NLP employs both these processes regularly to enable Conversational AI to interact with a human successfully.
When a user asks the Conversational AI chatbot a question, in response, the chatbot first recognizes the intents and entities.
Intent refers to what the user is trying to accomplish. It can be a single verb and noun combination, or a complex series of patterns that cover many possibilities in a single phrase. AI’s goal then is to match a user’s intent to a predefined task or question.
Entities refer to the elements that define and shape what is needed to complete the task or find the right answer, such as dates, times, locations, numbers, etc. Entity recognition refers to the AI’s ability to extract all the relevant information needed to accurately fulfill the user’s intent.
What is Machine Learning?
Machine learning is a form of the training model that allows computers to recognize the combinations of words that typically indicate intent and learn and improve from experience without being explicitly programmed by a human.
Within the world of machine learning, there are two main types of learning methods.
Supervised ML refers to analyzing a training dataset and using some form of learning algorithm to make predictions, compare its output with the correct, intended outputs, and identify errors.
This is then used to modify the model accordingly — making it more accurate over time.
Unsupervised ML, on the other hand, refers to analyzing a set of data that isn’t explicitly classified or labeled, and it is typically used after the bot has been deployed for internal testing or to the field.
For Conversational AI chatbots, unsupervised ML usually involves automatically expanding a bot’s language model by adding all successfully identified utterances to its model.
Conversational AI can empower customers to get things done faster and more efficiently. Bots and IVAs can collect, modify, and post information to systems of record, request reports from backend systems, retrieve pertinent information, alert humans, and more.

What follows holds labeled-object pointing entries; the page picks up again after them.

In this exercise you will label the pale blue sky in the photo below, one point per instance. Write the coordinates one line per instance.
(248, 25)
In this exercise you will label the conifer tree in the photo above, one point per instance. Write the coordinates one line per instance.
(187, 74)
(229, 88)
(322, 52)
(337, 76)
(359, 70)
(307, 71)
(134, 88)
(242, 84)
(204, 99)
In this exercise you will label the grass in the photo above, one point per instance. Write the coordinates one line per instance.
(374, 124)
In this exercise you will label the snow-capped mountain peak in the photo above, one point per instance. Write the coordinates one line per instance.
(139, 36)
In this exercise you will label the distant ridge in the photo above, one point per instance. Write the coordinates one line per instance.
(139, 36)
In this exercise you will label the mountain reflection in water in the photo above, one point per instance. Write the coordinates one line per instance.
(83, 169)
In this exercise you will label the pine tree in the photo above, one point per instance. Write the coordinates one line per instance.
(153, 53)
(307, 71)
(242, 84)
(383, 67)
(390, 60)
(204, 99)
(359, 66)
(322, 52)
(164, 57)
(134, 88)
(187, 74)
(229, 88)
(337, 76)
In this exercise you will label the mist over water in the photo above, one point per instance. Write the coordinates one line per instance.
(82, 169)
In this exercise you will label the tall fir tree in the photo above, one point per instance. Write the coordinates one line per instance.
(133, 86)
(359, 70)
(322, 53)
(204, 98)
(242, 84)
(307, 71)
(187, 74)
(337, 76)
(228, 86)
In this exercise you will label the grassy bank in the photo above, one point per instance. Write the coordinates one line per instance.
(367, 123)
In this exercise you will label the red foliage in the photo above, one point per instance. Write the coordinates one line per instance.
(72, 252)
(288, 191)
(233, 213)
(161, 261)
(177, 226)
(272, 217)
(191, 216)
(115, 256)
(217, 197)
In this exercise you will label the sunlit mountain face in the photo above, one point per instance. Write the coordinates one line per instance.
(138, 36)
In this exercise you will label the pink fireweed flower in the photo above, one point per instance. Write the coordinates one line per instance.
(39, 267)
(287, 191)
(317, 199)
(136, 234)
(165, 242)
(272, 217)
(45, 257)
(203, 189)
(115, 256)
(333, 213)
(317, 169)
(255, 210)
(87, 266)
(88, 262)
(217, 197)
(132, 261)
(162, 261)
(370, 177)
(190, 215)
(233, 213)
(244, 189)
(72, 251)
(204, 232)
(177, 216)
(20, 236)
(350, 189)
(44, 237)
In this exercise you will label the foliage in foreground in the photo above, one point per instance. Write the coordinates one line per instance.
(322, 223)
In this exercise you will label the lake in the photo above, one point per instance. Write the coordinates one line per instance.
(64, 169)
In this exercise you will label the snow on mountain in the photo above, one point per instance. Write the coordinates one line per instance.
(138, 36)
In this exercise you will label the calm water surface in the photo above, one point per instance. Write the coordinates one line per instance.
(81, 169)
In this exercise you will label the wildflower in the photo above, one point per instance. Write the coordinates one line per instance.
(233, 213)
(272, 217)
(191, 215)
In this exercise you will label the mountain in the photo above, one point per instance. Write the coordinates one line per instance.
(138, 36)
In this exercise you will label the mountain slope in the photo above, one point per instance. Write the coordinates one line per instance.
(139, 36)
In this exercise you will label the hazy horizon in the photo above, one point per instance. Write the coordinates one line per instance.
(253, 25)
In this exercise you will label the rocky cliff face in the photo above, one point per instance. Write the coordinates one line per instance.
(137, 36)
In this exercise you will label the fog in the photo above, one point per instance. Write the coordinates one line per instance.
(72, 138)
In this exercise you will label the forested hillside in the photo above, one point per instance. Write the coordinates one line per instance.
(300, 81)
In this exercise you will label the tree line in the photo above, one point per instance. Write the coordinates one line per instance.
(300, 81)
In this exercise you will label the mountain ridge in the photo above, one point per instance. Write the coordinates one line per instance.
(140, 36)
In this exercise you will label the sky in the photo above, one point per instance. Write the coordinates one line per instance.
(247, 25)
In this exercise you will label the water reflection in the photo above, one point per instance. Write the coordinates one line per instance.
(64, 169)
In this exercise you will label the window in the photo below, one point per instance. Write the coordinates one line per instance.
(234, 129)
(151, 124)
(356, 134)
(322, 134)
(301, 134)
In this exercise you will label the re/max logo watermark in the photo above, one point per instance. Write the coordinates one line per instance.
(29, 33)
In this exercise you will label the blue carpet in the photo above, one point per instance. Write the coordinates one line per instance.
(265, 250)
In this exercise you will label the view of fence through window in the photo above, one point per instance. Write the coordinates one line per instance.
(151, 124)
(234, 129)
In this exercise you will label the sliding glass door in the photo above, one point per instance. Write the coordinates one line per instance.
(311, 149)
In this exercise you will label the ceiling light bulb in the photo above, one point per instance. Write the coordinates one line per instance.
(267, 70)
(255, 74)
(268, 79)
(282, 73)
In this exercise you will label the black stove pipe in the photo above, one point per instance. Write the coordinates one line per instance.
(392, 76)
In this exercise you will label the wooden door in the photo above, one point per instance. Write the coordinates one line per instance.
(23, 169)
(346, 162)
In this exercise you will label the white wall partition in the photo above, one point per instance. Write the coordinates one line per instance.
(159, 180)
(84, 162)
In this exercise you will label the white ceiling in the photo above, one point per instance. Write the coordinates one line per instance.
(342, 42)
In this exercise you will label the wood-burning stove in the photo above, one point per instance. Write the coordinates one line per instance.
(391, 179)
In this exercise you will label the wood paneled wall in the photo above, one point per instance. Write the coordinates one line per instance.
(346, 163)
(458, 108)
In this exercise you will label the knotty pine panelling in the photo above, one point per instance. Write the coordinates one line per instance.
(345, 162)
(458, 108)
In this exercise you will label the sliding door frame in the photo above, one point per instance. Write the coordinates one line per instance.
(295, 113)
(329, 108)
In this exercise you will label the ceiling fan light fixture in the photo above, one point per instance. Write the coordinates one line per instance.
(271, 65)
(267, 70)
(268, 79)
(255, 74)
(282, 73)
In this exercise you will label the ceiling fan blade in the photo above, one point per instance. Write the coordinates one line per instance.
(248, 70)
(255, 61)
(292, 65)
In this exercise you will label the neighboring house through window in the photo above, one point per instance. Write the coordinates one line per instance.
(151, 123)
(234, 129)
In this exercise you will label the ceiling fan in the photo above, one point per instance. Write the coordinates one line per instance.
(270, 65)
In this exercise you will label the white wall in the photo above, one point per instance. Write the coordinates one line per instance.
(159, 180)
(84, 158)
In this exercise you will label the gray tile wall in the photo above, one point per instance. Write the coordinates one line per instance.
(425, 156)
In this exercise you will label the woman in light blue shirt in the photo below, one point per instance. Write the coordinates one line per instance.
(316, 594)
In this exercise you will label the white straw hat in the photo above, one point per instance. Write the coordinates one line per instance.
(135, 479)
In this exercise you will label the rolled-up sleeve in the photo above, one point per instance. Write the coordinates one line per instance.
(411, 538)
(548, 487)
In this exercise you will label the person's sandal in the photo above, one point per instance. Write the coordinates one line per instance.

Thanks to the prevalence of cloud computing and API libraries’ availability, they can now also unify disparate systems by enabling interplay between underlying technologies.
Human language consists of many complex rules and nuances, including multiple word meanings, interruptions, slang, clarifications, and more — all of which can fundamentally change the meaning and importance of a user utterance.
To account for this, conversational AI provides several capabilities that allow you to go beyond predefined and linear resolution paths:
Dialog turn management
Conversations often consist of many twists and turns. Conversational AI enables developers to craft fluid, complex, and dynamic dialogs. Examples include pausing, starting, and resuming tasks, processing multiple intents in a single utterance, and amending entities in a conversation.
Having contextual knowledge means that when a customer asks a follow-up question, Conversational AI already knows what the customer is talking about rather than needing to ask previously provided information all over again.
The best Conversational AI has a memory so that users do not have to repeat themselves and can speak and reason with the bot like you would with a real person.
Emotion and tone can significantly change a word’s meaning. Conversational AI allows bots to identify key triggers, including connotation and word placement, that signal an emotion’s type and intensity. This can assess user inputs, trigger custom flows, bring in human agents, and steer conversations.
Modern business is global. Conversational AI supports nearly every major language, allowing you to expand into new markets more and serve more customers.
It means you can work with your choice of language when defining intents, entities, training data, and more.